Reply
Thu 15 May, 2014 07:10 am
Hello,
I have a grammatical question:
in the sentence "Speaking for the 1st time instead of the US president, before what is Mother's Day in the US on Sunday, she said the couple were" outraged and heartbroken" over the abduction of more than 300 girls from a School in Chibok on 14 April", if you had to analyse it grammatically, how would you go about it?
I've started by saying it's 2 main popositions "speaking for the 1st time instead of the US president" and "she said...on 14 April", that the first one is a gerund sentence where speaking is of the V-ing form and allows the relation between that and the other proposition to work as a nominal group subject (sorry if that's not the proper term, English is not my first language)... and that the sentence is a complex one in gerund form.
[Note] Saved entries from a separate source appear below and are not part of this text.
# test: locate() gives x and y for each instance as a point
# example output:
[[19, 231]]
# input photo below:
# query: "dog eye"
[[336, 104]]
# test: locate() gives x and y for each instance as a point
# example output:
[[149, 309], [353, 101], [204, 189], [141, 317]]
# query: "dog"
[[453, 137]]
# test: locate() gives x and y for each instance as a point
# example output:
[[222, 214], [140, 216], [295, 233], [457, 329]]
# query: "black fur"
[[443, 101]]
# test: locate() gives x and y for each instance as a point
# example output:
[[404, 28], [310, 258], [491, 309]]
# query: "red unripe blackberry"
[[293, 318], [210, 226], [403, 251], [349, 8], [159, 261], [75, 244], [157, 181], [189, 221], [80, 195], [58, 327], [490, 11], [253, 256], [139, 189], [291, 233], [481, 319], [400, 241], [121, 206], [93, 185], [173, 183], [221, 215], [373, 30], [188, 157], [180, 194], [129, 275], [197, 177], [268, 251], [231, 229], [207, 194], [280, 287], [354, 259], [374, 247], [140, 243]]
But that's it, and I'm not quite sure what else I should say or how to go about the analysis...
Any thoughts? Thank you in advance!
shannen
@shannen713,
After a lifetime in the field of journ here in the US, Shan, I'm impressed by not only the depth of scholarship but the determination of so many ESL. Despite my experience I know hardly any of those technical terms. However, for anyone interested in pursuing exactitude, it is incidentally Michelle speaking for her spouse as reported by The Guardian
https://www.google.ca/#q=Speaking+for+the+1st+time+instead+of+the+US+president
…., while I'm not quite sure either, what else I should say or how to go about the analysis...
@dalehileman,
Bookmark. I don't feel able to analyse this rambling sentence usefully, but I'm pretty sure the reference to gerund is wrong.
And " it's" shouldn't have that apostrophe.